2
votes

I am currently reading about the DEFLATE method for encoding/decoding data. I understand that the process is composed of two parts:

i. Replace duplicate information (within a specified window) with a reference back to the previous identical piece.

ii. Use Huffman coding to reduce the size of the most commonly occurring symbols.

I have a question with regards to (i).

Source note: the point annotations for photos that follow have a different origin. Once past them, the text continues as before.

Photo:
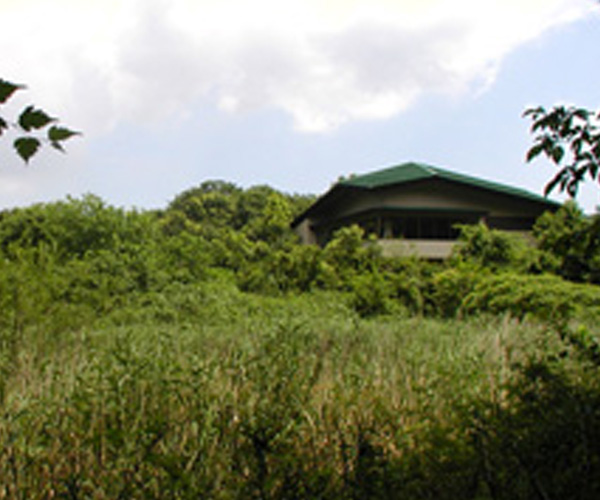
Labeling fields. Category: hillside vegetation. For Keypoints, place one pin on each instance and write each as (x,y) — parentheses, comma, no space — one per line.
(201,352)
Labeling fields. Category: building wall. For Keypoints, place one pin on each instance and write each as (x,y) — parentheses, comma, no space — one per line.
(422,197)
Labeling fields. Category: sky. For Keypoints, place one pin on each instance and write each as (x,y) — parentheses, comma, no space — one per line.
(289,93)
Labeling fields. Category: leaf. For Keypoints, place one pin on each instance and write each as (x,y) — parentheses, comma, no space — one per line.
(32,118)
(58,146)
(558,178)
(26,147)
(57,134)
(7,89)
(557,154)
(534,152)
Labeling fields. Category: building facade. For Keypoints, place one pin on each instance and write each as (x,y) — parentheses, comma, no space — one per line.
(415,209)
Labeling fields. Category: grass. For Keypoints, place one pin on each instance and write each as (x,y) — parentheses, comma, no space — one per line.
(205,392)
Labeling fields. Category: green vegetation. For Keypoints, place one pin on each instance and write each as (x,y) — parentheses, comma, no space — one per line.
(201,352)
(29,125)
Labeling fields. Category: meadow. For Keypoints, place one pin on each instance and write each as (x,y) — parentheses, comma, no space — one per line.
(158,356)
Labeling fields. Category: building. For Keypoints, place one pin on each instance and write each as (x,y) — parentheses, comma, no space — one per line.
(414,209)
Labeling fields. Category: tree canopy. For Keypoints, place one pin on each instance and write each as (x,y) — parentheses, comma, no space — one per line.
(33,126)
(569,137)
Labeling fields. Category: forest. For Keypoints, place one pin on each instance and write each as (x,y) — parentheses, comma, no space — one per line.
(199,351)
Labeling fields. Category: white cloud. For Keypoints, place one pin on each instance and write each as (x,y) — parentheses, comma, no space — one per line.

DEFLATE uses LZ77 which, based on a size window, searches through the information and, if it finds any duplicate information, replaces it with a "pointer". That makes perfect sense.

However, when decoding using LZ77 how does DEFLATE recognize a pointer? (Pointers are length-distance pairs; how can you discern if it's a pointer or just a number that was present in the initial data?)

Reference: http://en.wikipedia.org/wiki/DEFLATE#Duplicate_string_elimination

1
Some interesting info here: zlib.net/feldspar.htmlJoe

1 Answers

4
votes

It's recommended to read the Deflate RFC 1951 specification, which is much more precise, and answer such questions.

What you'll see in => 3.2.5. Compressed blocks (length and distance codes)

"the literal and length alphabets are merged into a single alphabet"

which means that, by simply retrieving the next symbol, you immediately know if it is a literal (0..255), or a match length (257..285), or even an end of block (256). In case of a match length, a reference (offset) must be decoded too. Offset are encoded using a separate tree.